Does Duke Nukem Forever have a soul?
There’s something to be said about a game that won’t stop being developed for fifteen years. I would go so far as to say that maybe it even exhibits some element of divine grace; has there ever been a game so unworthy of continued development? How many hours of how many lives have been spent toiling on some aspect of this game’s birth, including: modelers, coders, texture artists, writers, designers, voice actors, producers, marketers, quality assurers, executives, secretaries, concept artists, press agents, press writers, the countless number of people who had to write Top 10 Vaporware articles over the years (of which DNF always occupied the number one spot), podcasters, diehard fans, casual fans, detractors, sneerers, idlers and people who simply held a passing interest in what was happening with it.
If there was ever a game that had deserved so little of the attention and care it got, this was it.
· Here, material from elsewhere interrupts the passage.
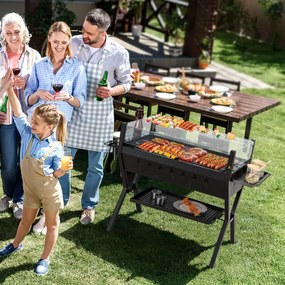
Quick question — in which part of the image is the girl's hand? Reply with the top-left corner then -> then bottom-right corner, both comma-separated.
35,89 -> 55,101
0,112 -> 6,125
There is no need for a Duke Nukem Forever. Millions have been lost, thousands of hours in human effort have been squandered, and the game isn’t even passably fun. It was a fifteen year spectacle that culminated in little more than a series of set pieces that lost their juice to awe in two hours. And perhaps I’ll be damned, but there’s an aspect of grace in such a thing seeing it through.